Tremor and Other Hyperkinetic Movements

Brief Reports

Digitizing Tablet and Fahn–Tolosa–Marín Ratings of Archimedes Spirals have Comparable Minimum Detectable Change in Essential Tremor

Rodger J Elble1* & Aaron Ellenbogen2

1Department of Neurology, Southern Illinois University School of Medicine, Springfield, IL, USA, 2Michigan Institute for Neurological Disorders, Farmington Hills, MI, USA


Background: Drawing Archimedes spirals is a popular and valid method of assessing action tremor in the upper limbs. We performed the first blinded comparison of Fahn–Tolosa–Marín (FTM) ratings and tablet measures of essential tremor to determine if a digitizing tablet is better than 0–4 ratings in detecting changes in essential tremor that exceed random variability in tremor amplitude.
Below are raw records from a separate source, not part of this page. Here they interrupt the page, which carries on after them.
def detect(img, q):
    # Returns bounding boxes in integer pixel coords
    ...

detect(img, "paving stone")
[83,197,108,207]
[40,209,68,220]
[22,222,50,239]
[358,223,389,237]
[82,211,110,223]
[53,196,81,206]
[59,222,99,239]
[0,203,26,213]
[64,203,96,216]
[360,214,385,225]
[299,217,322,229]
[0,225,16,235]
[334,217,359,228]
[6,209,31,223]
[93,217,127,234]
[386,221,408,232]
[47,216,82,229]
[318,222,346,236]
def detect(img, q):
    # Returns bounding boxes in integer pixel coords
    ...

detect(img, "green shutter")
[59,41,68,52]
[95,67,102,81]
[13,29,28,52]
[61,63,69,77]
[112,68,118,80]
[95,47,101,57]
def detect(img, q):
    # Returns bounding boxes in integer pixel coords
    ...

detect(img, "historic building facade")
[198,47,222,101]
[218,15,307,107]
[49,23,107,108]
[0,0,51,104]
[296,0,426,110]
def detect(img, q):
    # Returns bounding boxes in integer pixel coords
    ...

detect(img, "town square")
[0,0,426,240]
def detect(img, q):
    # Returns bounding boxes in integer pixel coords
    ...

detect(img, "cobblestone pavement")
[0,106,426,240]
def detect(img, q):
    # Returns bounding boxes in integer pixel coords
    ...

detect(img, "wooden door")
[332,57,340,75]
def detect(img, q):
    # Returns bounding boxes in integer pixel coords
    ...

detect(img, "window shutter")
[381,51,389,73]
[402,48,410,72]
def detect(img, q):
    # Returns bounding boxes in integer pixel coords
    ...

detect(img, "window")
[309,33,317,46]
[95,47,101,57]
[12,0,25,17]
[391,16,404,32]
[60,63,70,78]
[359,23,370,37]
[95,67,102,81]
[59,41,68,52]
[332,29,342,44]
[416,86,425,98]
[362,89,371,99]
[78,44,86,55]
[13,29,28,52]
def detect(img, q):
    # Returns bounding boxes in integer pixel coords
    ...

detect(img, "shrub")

Methods: The large and small spirals of FTM were drawn with each hand on two consecutive days by 14 men and four women (age 60±8.7 years [mean±SD]) with mild to severe essential tremor. The drawings were simultaneously digitized with a digitizing tablet. Tremor in each digitized drawing was computed with spectral analysis in an independent laboratory, blinded to the clinical ratings. The mean peak-to-peak tremor displacement (cm) in the four spirals and mean FTM ratings were compared statistically.

Results: Test–retest intraclass correlations (ICCs) (two-way random single measures, absolute agreement) were excellent for the FTM ratings (ICC 0.90, 95% CI 0.76–0.96) and tablet (ICC 0.97, 95% CI 0.91–0.99). Log10 tremor amplitude (T) and FTM were strongly correlated (logT = αFTM + β, α≈0.6, β≈–1.27, r = 0.94). The minimum detectable change for the tablet and FTM were 51% and 67% of the initial assessment.

Discussion: Digitizing tablets are much more precise than clinical ratings, but this advantage is mitigated by the natural variability in tremor. Nevertheless, the digitizing tablet is a robust method of quantifying tremor that can be used in lieu of or in combination with clinical ratings.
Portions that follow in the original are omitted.